Perhaps it's a fitting microcosm of a season that began with Super Bowl talk and appears poised to finish with a lengthy list of vexing questions. And fair or not, as more and more of Pace's recent high draft picks flame out, Smith becoming who the Bears thought he'd be when they drafted him is vital.

Is it a lot of pressure on Smith, who had rarely resembled his rookie form since whatever personal matters led to his Week 4 deactivation? No doubt.

But that's the type of prospect Smith was entering the NFL - a no-doubter. The reigning Butkus Award winner and prototype for today's changing game, he was drafted to be the latest in a long line of line-backing legends for a franchise whose history at the position is as rich as any.

And with all due respect to Trevathan and Nick Kwiatkoski, drafting Smith was supposed to increase Pace's leverage as the two veterans reach the open market this offseason, not limit it. Especially with investing in a quarterback now possibly back atop Pace's offseason to-do list.

Smith's Year 2 regression prior to Sunday night in Los Angeles - even in a Bears season defined by steps backward - was both stunning but also as complicated as any to explain.

Which is why with Trubisky looking as lost as ever, and Nagy's Bears apparently looking at cutting their losses with Pace's subsequent selection in 2017, second-round TE Adam Shaheen, the spotlight shifts naturally onto guys like Smith, James Daniels, Anthony Miller and Bilal Nichols. You could also throw in Eddie Jackson and Tarik Cohen who ironically also both appeared to break out of their own slumps Sunday in the same game their draft mate Trubisky struggled, and Shaheen was literally left behind.

It has to be about looking ahead to 2020 and beyond now.

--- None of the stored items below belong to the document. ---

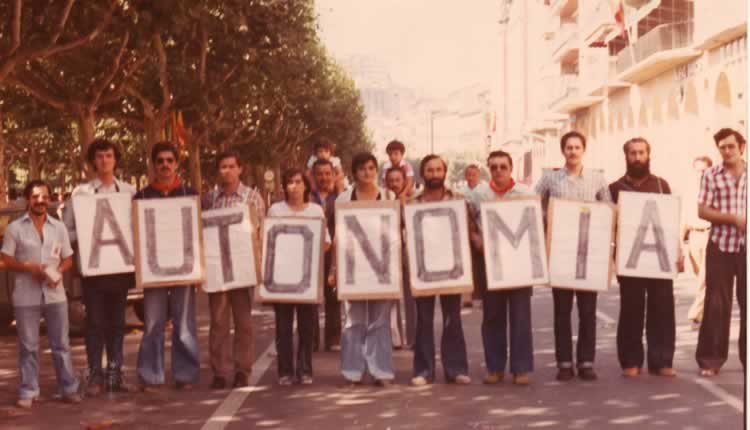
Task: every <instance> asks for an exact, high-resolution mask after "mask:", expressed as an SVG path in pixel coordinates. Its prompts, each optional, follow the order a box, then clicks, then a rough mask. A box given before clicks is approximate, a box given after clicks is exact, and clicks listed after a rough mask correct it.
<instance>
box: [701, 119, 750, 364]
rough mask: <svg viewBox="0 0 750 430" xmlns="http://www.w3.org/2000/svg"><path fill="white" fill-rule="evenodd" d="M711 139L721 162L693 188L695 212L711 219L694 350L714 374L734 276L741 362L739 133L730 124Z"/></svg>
mask: <svg viewBox="0 0 750 430" xmlns="http://www.w3.org/2000/svg"><path fill="white" fill-rule="evenodd" d="M714 141H715V142H716V146H717V147H718V148H719V153H720V154H721V158H722V161H723V162H722V163H721V164H718V165H716V166H714V167H711V168H709V169H706V171H705V172H704V173H703V178H702V179H701V188H700V193H699V194H698V216H699V217H701V218H702V219H704V220H706V221H709V222H710V223H711V235H710V238H709V243H708V246H707V248H706V302H705V310H704V314H703V322H702V324H701V328H700V332H699V334H698V348H697V350H696V351H695V359H696V361H697V362H698V365H699V366H700V368H701V371H700V374H701V376H714V375H716V374H717V373H719V369H720V368H721V366H722V365H723V364H724V363H725V362H726V361H727V356H728V355H729V326H730V322H731V316H732V285H733V283H734V281H735V278H736V281H737V301H738V302H739V304H740V341H739V348H740V361H741V362H742V367H743V368H744V367H745V290H746V283H747V267H746V266H745V264H746V261H745V244H746V240H747V238H746V235H745V225H746V209H747V208H746V202H747V173H746V171H745V169H746V165H745V160H744V159H743V158H742V154H743V152H744V150H745V138H744V137H743V136H742V135H741V134H740V133H739V132H737V131H735V130H732V129H729V128H722V129H721V130H719V131H718V132H717V133H716V134H715V135H714Z"/></svg>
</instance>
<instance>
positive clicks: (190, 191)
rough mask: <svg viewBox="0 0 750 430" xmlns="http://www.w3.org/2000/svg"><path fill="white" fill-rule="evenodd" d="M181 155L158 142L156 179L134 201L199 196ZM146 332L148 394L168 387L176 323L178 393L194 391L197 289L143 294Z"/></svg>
mask: <svg viewBox="0 0 750 430" xmlns="http://www.w3.org/2000/svg"><path fill="white" fill-rule="evenodd" d="M179 154H180V153H179V151H178V150H177V147H176V146H174V145H173V144H171V143H170V142H158V143H156V144H154V147H153V148H152V150H151V162H152V163H153V165H154V167H155V169H156V177H155V178H154V181H153V182H151V184H149V186H148V187H146V188H144V189H142V190H140V191H139V192H138V193H136V195H135V197H134V199H164V198H174V197H184V196H197V195H198V193H197V192H196V191H195V190H194V189H193V188H191V187H189V186H188V185H186V184H185V183H183V182H182V181H180V177H179V176H177V167H178V166H179ZM143 307H144V317H145V321H144V325H145V328H144V331H143V337H142V338H141V346H140V348H139V349H138V366H137V369H136V371H137V373H138V379H139V382H140V385H141V390H142V391H144V392H154V391H156V388H157V387H158V386H160V385H162V384H164V332H165V330H166V325H167V316H169V318H170V319H171V320H172V378H173V379H174V382H175V387H176V388H177V389H178V390H185V389H189V388H192V386H193V384H195V383H196V382H198V379H199V378H200V355H199V353H198V333H197V329H196V323H195V286H193V285H179V286H172V287H160V288H146V289H145V290H144V291H143Z"/></svg>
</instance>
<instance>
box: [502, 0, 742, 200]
mask: <svg viewBox="0 0 750 430" xmlns="http://www.w3.org/2000/svg"><path fill="white" fill-rule="evenodd" d="M500 7H501V9H503V10H505V11H506V12H507V13H506V14H505V16H506V19H505V20H504V22H503V20H501V24H500V25H501V26H504V27H505V29H504V30H501V34H502V36H501V37H502V38H503V40H501V41H500V44H501V46H500V48H499V49H500V50H501V51H502V52H503V53H504V54H505V55H503V57H504V61H501V64H503V66H502V67H501V68H502V69H503V73H501V76H499V78H498V79H499V81H501V85H500V87H501V91H500V93H499V95H500V98H499V100H498V101H496V105H497V109H498V112H499V114H501V115H502V116H503V124H504V125H505V126H504V127H503V128H502V133H501V134H502V137H501V138H500V144H501V146H502V147H504V148H506V149H508V150H510V151H511V152H512V153H513V154H514V156H515V157H516V158H517V164H519V166H517V169H519V172H517V175H519V173H520V174H521V176H522V175H523V173H524V172H526V173H530V174H531V181H535V180H536V179H538V177H539V175H540V174H541V169H542V168H545V167H557V166H560V165H561V164H562V161H563V160H562V156H561V155H560V149H559V137H560V136H561V135H562V134H563V133H565V132H567V131H570V130H577V131H580V132H582V133H583V134H584V135H586V136H587V139H588V148H587V155H586V159H585V164H586V165H587V166H588V167H595V168H602V169H604V170H605V174H606V176H607V178H608V179H609V180H614V179H616V178H617V177H619V176H621V175H622V174H623V172H624V170H625V163H624V158H623V152H622V145H623V143H624V142H625V141H626V140H627V139H629V138H632V137H636V136H642V137H645V138H646V139H648V140H649V141H650V142H651V146H652V156H651V159H652V164H651V166H652V171H653V172H654V173H656V174H658V175H660V176H664V177H665V178H666V179H667V180H668V181H669V182H670V184H673V188H675V192H676V193H678V194H680V195H681V196H682V199H683V207H685V208H691V207H692V208H694V207H695V201H696V195H695V189H696V186H695V184H694V183H695V182H696V181H697V179H696V178H695V174H694V173H693V172H692V161H693V159H694V158H696V157H699V156H709V157H710V158H712V159H713V160H714V161H719V159H720V158H719V155H718V152H717V150H716V147H715V145H714V142H713V140H712V135H713V133H714V132H715V131H716V130H718V129H719V128H721V127H732V128H735V129H737V130H739V131H740V132H742V133H743V134H745V133H746V128H747V120H746V115H747V101H746V99H745V97H746V87H747V82H746V81H747V19H746V16H747V3H746V1H745V0H722V1H721V2H717V1H712V0H622V1H620V0H529V1H518V0H516V1H513V0H502V1H501V3H500ZM620 8H621V9H620ZM618 9H620V10H621V13H622V15H621V16H623V18H622V19H620V20H618V19H616V13H617V12H618ZM532 14H533V15H535V16H533V17H532V16H531V15H532ZM509 46H513V47H518V46H527V47H530V49H528V50H527V52H537V53H539V54H538V55H531V56H533V57H534V58H524V56H523V54H518V53H513V52H510V51H509V48H508V47H509ZM519 75H520V76H521V77H519ZM503 83H505V84H503ZM519 88H520V89H519ZM503 102H504V103H505V104H506V105H508V104H509V105H510V106H513V107H516V106H521V107H522V109H516V110H515V111H514V109H510V111H509V110H508V109H507V106H506V107H505V108H504V107H503ZM528 163H530V164H531V166H529V165H528Z"/></svg>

With six games to play the Bears will have to determine once and for all if Trubisky is salvageable and they can't make their next QB move until this spring anyway, but they can help determine which of these other young players still appear to form part of the team's foundation.

Smith, in particular, still has much work to do before he can get back on the fast track to becoming the team's defensive stalwart, but Sunday was an encouraging start.